Manufacturer’s Claims: Garmin claims to have over 12, 000 courses in the database, which currently places them tied for last in our course coverage comparison test.
EASE OF USE
The good: Nice simple interface to access different features. Courses are all stored on the device, so the user doesn’t have to decide which ones to swap on or off of the device’s memory. The touchscreen makes finding distances to a targeted point (as well as the distance from that point to the middle of the green) as easy as touching the screen and moving a cross-hair over the desired point.
The Bad: Pre-marked distances are not viewable while the user is using the touchscreen to determine a custom distance. While targeting a desired point your finger may block the view of the cross-hair and distance. Two words of advice to Garmin Approach G3 purchasers: rechargeable batteries. We kept getting a warning screen that the battery power was “too low for full backlight”, even when the battery meter was showing between 1/2 and 3/4 of a charge remaining.
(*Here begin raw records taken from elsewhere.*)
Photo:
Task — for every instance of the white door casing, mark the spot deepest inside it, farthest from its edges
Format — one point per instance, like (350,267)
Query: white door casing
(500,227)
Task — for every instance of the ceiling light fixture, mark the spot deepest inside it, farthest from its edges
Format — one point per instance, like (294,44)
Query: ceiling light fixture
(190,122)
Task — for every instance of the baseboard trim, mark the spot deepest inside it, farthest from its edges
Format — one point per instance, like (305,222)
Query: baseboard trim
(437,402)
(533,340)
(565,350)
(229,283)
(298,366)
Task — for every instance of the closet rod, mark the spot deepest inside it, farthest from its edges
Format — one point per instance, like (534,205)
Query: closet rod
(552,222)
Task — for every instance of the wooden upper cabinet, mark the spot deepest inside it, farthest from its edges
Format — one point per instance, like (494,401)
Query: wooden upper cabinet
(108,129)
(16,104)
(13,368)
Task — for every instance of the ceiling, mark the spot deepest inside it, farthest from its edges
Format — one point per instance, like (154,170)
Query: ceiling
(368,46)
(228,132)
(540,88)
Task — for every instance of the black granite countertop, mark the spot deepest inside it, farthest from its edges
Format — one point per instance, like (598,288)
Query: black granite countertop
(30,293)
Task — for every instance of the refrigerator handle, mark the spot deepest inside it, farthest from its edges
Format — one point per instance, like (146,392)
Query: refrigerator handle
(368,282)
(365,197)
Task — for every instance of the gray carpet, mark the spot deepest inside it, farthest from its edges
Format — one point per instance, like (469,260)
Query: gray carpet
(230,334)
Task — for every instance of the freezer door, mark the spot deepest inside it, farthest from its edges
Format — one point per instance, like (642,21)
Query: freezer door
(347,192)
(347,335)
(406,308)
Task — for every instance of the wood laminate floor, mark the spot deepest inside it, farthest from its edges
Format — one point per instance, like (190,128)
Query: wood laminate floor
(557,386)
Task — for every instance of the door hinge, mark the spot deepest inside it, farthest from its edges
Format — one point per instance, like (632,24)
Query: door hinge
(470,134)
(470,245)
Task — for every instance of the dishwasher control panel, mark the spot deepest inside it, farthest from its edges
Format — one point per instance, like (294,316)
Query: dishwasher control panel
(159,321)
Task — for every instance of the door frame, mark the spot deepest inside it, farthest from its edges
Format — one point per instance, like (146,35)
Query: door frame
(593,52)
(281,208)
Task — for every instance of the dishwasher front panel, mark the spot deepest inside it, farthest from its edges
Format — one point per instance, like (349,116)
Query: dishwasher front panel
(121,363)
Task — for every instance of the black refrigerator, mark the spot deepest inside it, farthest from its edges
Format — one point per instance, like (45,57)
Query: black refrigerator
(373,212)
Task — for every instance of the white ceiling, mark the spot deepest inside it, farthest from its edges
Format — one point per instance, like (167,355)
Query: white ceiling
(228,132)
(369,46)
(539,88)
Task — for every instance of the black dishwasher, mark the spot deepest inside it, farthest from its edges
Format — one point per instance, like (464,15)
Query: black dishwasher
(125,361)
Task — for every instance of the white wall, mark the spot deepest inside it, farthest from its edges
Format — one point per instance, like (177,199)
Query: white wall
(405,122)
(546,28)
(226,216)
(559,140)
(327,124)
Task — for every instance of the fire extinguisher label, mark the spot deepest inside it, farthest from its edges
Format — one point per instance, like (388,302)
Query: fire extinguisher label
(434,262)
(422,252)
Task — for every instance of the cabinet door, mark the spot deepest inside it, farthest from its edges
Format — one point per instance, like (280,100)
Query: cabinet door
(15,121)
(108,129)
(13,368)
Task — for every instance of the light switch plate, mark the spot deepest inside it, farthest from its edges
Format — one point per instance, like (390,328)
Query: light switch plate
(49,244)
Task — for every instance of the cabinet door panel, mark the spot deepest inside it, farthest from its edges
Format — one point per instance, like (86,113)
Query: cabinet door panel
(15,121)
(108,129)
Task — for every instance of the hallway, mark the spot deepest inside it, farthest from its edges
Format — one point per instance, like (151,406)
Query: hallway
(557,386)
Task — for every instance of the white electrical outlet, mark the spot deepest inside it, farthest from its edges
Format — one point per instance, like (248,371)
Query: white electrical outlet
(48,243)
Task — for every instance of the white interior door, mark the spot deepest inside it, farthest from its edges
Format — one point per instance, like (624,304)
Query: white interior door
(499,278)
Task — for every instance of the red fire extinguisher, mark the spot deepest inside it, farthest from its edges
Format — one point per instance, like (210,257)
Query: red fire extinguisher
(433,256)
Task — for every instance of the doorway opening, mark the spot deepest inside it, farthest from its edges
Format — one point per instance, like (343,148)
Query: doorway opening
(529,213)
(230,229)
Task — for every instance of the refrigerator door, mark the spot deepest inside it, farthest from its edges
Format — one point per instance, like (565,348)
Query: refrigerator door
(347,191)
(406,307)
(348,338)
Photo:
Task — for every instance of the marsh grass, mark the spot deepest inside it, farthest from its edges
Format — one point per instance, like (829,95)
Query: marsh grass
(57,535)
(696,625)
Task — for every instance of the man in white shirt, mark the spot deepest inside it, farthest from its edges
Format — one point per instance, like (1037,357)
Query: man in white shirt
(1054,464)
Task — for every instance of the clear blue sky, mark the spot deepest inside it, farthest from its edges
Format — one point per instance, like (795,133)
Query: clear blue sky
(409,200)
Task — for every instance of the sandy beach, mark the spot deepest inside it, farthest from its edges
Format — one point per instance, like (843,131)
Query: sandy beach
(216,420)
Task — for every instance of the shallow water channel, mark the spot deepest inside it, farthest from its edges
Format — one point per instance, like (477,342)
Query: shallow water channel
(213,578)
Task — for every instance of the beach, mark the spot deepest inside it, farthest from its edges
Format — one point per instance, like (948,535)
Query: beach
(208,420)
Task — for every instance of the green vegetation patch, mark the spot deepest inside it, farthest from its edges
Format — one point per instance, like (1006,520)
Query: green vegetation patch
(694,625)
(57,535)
Buttons. The Garmin Approach G3 only has a single button, the power button, which powers the device on/off if held for a few seconds, or if pressed briefly when the device is on, will display a screen showing the date/time, a battery meter, and a button to touch to lock the screen. All other information and controls are accessed through the touchscreen. The interface on the touchscreen is intuitive, and the ways to access different functions are clearly labeled.
Screen. The color screen is bright, and we had no problem viewing it in sunny conditions. The G3’s screen size is about 20% smaller than the G5, but we didn’t notice any difference in usability.
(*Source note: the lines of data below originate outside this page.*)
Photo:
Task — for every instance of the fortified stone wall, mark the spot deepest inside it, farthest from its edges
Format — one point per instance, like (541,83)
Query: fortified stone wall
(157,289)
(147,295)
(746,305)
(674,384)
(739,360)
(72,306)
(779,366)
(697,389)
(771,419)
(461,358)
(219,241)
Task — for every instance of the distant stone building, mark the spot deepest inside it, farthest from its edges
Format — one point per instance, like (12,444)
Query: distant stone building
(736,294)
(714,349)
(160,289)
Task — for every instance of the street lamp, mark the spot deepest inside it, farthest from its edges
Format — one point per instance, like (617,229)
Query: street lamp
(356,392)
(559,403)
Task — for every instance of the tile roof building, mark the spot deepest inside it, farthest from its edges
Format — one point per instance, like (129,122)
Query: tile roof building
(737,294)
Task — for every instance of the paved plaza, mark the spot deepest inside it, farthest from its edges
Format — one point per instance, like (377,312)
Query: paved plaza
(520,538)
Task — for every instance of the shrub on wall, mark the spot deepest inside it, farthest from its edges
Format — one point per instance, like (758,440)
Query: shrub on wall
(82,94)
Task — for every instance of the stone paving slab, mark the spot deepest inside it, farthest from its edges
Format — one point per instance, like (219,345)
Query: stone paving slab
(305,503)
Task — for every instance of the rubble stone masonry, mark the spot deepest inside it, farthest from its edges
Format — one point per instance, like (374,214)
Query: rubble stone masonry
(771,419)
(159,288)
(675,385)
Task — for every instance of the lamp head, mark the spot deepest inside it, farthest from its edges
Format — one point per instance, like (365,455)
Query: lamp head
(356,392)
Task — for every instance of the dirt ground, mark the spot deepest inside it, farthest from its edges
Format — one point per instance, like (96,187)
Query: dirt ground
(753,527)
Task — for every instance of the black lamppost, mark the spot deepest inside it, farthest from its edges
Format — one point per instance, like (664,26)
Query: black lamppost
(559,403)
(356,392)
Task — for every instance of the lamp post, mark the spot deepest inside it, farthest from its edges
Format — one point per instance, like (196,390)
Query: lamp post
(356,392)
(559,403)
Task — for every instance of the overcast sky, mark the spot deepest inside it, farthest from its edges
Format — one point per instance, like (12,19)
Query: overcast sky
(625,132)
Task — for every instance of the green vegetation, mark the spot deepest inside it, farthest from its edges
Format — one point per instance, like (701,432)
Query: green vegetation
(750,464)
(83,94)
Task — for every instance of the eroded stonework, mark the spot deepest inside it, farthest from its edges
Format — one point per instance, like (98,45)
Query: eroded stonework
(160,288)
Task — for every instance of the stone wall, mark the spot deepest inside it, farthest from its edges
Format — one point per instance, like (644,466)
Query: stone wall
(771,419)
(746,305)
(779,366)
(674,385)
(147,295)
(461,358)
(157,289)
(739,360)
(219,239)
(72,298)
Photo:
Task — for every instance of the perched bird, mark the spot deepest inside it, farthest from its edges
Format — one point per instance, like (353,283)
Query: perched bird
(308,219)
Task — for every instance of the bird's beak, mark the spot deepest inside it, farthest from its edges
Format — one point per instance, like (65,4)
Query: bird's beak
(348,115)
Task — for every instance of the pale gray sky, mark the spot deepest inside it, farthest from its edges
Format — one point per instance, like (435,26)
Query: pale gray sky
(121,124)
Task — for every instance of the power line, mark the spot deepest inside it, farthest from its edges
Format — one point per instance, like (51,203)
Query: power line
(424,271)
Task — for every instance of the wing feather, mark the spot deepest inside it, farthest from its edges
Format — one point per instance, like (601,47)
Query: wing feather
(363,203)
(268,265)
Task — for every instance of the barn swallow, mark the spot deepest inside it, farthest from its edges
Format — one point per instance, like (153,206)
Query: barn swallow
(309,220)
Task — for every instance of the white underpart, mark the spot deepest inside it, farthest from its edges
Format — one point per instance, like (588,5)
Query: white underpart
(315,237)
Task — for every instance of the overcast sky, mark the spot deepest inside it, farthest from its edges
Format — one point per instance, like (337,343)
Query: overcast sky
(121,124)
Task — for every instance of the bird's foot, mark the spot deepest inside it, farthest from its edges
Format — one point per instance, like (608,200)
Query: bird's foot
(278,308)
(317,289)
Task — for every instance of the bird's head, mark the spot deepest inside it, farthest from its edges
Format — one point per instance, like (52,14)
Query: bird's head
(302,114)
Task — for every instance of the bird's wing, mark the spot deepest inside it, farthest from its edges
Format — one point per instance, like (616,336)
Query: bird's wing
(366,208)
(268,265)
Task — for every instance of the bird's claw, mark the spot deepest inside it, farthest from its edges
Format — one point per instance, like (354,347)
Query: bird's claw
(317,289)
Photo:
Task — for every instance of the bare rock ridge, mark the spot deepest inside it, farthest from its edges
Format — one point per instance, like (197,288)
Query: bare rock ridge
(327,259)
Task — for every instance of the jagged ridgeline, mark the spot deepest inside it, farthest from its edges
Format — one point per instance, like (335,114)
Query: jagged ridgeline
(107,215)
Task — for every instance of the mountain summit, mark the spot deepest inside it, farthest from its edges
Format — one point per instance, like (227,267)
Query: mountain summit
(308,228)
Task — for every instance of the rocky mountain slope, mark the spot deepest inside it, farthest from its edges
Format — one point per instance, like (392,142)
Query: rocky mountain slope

Touchscreen Sensitivity. We had a bit more of a problem with the touchscreen of the Garmin Approach G3 than we did with the G5 – on occasion, we had to push a button multiple times before it would activate. This is more of a minor annoyance than a tragic flaw. We note that we still had the occasional issue with the device accidentally advancing to new screens or new holes when jostled around in a pocket. You can solve this by clicking on the power button to move to the “standby” screen, but that then necessitates hitting a button when you want to get back to the display of the hole.
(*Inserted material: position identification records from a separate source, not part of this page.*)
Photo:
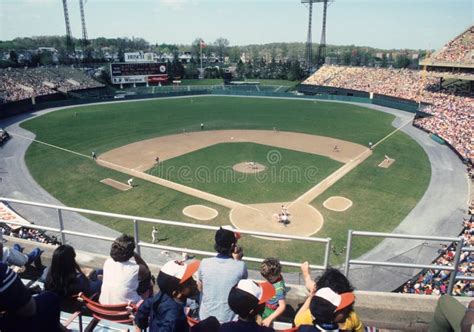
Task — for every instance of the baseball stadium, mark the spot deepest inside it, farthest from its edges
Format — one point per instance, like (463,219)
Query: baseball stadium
(364,169)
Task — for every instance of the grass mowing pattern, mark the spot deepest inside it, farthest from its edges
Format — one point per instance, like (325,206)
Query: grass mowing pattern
(381,197)
(210,170)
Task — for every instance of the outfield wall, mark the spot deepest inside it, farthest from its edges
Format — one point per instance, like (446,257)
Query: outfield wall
(310,91)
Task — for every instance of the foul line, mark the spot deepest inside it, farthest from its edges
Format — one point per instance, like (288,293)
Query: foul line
(174,186)
(393,132)
(345,169)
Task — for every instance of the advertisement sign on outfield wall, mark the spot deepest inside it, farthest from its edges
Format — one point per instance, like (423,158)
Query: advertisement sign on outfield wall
(138,57)
(138,72)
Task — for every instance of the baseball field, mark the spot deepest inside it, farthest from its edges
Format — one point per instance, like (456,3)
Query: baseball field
(239,160)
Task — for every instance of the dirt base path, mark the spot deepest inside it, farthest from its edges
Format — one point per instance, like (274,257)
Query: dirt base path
(140,156)
(322,186)
(305,220)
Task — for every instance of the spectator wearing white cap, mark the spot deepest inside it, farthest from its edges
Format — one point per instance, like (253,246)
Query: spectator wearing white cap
(328,309)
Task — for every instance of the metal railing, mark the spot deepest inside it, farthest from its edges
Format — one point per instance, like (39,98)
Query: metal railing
(135,220)
(453,269)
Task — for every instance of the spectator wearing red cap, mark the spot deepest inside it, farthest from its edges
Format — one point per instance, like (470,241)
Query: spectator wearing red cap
(165,311)
(328,309)
(216,277)
(247,299)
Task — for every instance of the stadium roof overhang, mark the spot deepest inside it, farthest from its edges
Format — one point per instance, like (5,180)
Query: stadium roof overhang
(444,64)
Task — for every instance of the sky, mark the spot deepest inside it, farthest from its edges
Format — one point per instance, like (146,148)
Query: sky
(415,24)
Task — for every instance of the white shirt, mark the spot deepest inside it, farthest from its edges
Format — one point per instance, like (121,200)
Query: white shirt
(120,282)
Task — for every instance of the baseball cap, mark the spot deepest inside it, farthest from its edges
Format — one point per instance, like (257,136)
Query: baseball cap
(248,295)
(225,238)
(339,301)
(175,273)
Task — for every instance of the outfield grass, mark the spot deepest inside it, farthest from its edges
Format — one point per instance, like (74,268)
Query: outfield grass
(382,197)
(210,170)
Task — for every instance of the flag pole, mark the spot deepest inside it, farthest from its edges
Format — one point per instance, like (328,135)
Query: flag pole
(200,46)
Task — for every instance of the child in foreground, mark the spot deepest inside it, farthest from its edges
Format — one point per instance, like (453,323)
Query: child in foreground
(271,270)
(165,311)
(247,299)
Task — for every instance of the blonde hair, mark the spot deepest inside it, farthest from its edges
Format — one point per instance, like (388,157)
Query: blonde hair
(270,267)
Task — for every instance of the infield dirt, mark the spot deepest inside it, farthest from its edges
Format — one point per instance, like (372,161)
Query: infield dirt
(134,159)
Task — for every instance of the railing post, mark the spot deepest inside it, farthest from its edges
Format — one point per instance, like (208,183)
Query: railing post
(348,253)
(135,235)
(457,256)
(61,227)
(327,253)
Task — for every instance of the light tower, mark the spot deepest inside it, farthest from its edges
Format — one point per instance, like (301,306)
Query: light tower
(309,41)
(69,41)
(83,21)
(85,42)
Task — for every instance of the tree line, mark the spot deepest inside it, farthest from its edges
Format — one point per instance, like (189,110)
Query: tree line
(253,61)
Form Factor. The device comes in at 5. 35 ounces, making the G3 one of the heavier GPS devices we tested. The length and width of the Garmin Approach G3 are actually quite compact. Unfortunately, it’s a thick little sucker – while its length and width are comparable to a Callaway uPro, it is basically twice as thick.
Starting a Round. After powering up the G3, the user needs to manually select the desired course. Courses are listed in order of proximity to the current location. Once a course is selected, the device defaults to displaying the first hole of the course – if you are playing just the back nine or in a shotgun start, you have to manually press the “>>” button multiple times to advance to the relevant starting hole.
Battery Life. Battery life is relatively short, though we were able to make it through two rounds before the batteries died. The device does automatically reduce the brightness of the screen after one minute of inactivity to conserve battery life. One really annoying glitch – when the G3 batteries are near the threshold charge level for triggering a warning screen that battery power is insufficient for full backlighting, the device seems to frequently change its mind about whether there actually is sufficient power or not… and thus, it will re-display the warning screen 2 seconds after it just showed it to you and then again… and again. Once the charge level drops comfortably below that threshold, the problem seems to go away.